Do you have a rollback plan?

It’s true that DevOps practices and CI can make your deploys much safer. That doesn’t negate the need for a rollback plan though.

A rollback plan is exactly what it sounds like. It’s a list of steps you’d take to undo a release and restore the system to its original state.

You or your team might think that you have one if you have an engineer who can undo things, but that isn’t the same as a rollback plan. Having a single or even a small fraction of the engineering team know how to undo a given release isn’t a replacement for a rollback plan.

A rollback plan is a set of written steps that others can follow to undo the release.

Why have a way to undo a release if you have the other pillars of automation (code review, automated tests, etc…)?
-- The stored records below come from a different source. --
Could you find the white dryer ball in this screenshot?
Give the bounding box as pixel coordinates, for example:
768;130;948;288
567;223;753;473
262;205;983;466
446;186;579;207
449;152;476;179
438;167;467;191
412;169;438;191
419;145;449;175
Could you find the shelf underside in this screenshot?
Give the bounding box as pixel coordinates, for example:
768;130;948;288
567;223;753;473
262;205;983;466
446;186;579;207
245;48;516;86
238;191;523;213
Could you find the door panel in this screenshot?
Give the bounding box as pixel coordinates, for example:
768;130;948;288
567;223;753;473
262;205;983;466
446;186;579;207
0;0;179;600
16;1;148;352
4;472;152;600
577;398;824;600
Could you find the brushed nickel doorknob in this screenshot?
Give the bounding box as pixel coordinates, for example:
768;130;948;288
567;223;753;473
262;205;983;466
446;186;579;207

Just like you wouldn’t want to get placed into the middle of the woods without knowing how you got there and how to get home, you wouldn’t stage a release without knowing what steps would get you back.

Writing a rollback plan can also help clarify what impact the release is expected to have on other systems and what other steps should be taken.

Would you have to restart a service? Dependents of that service need to be notified.

Would you have to make a change to a database? If its shared with other applications those owners should be notified.

Would you have to restore data? Better make sure the backups are working and restorable.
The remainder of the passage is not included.